How AI and Automation can reduce costs
Search interest in AI agents has surged over the past year, with terms like “what is an AI agent” and “agentic AI” seeing exponential growth. Alongside this, tools like Claude, Zapier, and Lindy AI are accelerating the shift towards more autonomous workflow solutions.
AI Agents have exemplified the latest SaaS trend of low-code-no-code products, lowering entry barriers to software traditionally requiring IT teams or complex technical setups. AI-agents and AI-powered automation allows organisations to reduce and consolidate workflows by combining tasks that would normally require several tools to work together. Similar to SaaS, they are cloud-operated and can run on a simple virtual private server (VPS), making them accessible and scalable for SMEs without significant infrastructure investment.
However, where they differ is in how work is executed. Rather than relying on multiple disconnected platforms, AI agents act as a single orchestration layer. They can analyse data, trigger actions, and move between systems without manual or human input. This means tasks such as lead management, customer communication, reporting, and scheduling can be handled by a singular agent end-to-end within one unified workflow.

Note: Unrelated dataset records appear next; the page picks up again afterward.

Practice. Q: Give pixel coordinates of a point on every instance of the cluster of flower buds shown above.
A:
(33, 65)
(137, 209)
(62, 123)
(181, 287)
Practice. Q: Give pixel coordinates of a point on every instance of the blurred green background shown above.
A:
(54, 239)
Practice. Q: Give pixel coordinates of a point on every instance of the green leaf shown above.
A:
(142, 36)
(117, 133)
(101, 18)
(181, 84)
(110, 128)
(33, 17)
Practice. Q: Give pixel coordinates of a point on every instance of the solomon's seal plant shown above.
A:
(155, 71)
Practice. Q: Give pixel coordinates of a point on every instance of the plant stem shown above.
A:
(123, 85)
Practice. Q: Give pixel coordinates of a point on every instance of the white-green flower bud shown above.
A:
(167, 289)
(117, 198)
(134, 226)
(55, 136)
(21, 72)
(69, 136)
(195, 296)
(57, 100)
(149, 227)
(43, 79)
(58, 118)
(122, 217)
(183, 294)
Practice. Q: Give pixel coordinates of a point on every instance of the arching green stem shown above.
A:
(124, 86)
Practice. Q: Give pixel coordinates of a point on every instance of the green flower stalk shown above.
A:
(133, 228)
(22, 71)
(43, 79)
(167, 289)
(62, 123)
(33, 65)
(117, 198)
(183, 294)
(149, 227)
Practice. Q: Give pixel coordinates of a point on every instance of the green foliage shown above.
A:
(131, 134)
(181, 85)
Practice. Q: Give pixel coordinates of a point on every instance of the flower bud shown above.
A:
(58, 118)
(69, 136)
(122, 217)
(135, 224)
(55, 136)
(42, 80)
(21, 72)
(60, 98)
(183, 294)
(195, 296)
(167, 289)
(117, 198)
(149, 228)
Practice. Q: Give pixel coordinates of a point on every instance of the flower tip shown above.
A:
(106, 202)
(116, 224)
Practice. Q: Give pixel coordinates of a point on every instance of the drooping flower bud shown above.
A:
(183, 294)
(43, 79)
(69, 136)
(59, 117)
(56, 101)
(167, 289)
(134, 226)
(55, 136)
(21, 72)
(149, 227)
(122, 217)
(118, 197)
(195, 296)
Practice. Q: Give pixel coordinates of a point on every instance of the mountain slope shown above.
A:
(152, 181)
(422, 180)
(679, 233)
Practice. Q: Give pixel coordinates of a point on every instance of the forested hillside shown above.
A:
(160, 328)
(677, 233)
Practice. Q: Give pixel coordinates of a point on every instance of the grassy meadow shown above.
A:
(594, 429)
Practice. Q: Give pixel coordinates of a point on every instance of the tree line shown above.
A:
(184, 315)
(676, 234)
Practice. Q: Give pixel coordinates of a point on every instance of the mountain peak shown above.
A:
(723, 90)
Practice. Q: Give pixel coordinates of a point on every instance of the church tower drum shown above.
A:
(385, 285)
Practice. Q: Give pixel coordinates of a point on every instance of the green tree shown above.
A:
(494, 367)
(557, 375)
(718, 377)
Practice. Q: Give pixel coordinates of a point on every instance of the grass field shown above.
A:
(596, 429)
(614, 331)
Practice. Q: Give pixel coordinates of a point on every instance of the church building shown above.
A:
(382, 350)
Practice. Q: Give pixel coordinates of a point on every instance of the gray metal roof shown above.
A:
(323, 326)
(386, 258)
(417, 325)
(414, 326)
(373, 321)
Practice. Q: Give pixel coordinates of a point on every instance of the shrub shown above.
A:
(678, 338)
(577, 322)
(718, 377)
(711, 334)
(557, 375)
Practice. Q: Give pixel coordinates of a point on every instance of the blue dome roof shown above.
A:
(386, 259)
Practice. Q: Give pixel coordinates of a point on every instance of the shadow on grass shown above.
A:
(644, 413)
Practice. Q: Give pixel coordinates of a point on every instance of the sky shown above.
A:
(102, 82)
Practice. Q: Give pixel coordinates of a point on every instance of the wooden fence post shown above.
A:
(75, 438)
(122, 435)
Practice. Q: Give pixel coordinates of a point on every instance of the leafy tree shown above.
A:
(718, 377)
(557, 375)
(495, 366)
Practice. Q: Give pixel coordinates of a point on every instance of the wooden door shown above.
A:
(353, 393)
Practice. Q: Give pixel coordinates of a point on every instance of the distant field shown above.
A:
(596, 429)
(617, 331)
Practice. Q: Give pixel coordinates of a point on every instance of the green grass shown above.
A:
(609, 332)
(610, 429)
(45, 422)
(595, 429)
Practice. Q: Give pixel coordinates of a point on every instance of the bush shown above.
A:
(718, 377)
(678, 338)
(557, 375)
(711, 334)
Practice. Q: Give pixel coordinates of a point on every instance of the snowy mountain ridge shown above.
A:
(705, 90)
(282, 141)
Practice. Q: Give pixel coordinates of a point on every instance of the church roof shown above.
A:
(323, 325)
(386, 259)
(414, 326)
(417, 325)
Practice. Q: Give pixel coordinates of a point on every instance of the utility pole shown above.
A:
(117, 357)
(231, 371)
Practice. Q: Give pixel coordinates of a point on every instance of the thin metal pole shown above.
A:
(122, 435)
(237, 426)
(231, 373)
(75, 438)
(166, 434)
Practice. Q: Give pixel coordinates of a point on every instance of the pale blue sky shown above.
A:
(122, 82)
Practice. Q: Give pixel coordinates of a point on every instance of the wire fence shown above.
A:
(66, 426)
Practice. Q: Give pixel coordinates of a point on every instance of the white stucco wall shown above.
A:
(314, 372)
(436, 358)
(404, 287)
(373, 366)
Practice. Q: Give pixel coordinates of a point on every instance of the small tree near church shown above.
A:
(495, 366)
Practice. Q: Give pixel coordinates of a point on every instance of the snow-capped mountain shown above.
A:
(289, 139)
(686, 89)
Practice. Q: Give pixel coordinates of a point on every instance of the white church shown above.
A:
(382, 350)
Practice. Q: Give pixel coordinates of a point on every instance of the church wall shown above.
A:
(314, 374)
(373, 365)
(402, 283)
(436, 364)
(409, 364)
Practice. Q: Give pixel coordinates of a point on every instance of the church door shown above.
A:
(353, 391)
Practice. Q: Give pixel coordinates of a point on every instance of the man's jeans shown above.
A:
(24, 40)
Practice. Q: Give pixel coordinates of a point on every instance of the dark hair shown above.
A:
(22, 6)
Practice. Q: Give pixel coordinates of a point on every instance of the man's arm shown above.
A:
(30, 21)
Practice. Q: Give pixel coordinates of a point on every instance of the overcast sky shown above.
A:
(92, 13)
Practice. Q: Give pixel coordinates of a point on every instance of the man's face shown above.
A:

As a result, businesses are beginning to shift away from stacking multiple SaaS subscriptions, and rather towards deploying fewer, more capable systems. By consolidating tools into agent-led workflows, organisations can reduce software sprawl, minimise duplication, and ultimately lower operational costs while maintaining, or even improving, overall business efficiency.
AI Agents are changing SaaS pricing structures
For years, “per-seat” or per-user pricing has been the foundation of SaaS pricing. But AI is fundamentally disrupting this model. When a single AI agent can now perform the work of multiple employees, per-user pricing no longer really reflects value.
As a result, SaaS providers are shifting towards usage- and outcome-based pricing models, where in lieu of paying for access, businesses are increasingly being charged for actions such as conversations, resolutions, or tasks completed instead.
Many SaaS platforms are also now beginning to introduce AI agents and features as premium add-ons within “pro” or “advanced” tiers, layering additional costs on top of existing subscriptions. For example, Salesforce Agentforce charges around $2 per conversation, whereas Zendesk AI charges $1.50–$2.00 per automated resolution, alongside additional per-agent fees.
So while it is estimated that by 2026, around 40% of enterprise SaaS will include outcome-based pricing elements, this pricing shift presents a paradox: while SaaS companies are using AI to justify higher prices, AI agents themselves are reducing the need for multiple tools altogether.
Final words
Ultimately, AI agents could be seen as a double threat; They won’t just reduce SaaS costs, but instead will continue to shape how businesses consider their work processes all together. Instead of paying for access to dozens of fragmented tools, we might see businesses take the upper hand, reducing their reliance on uncoordinated software subscriptions, and move towards a more streamlined working model.
While concerns about AI replacing jobs continue to dominate headlines, these systems also present a clear opportunity: to handle workflows more efficiently, reduce costs, and enable businesses to focus on higher-value work. The question for businesses now is no longer how many tools they need, but rather how few they can actually operate with.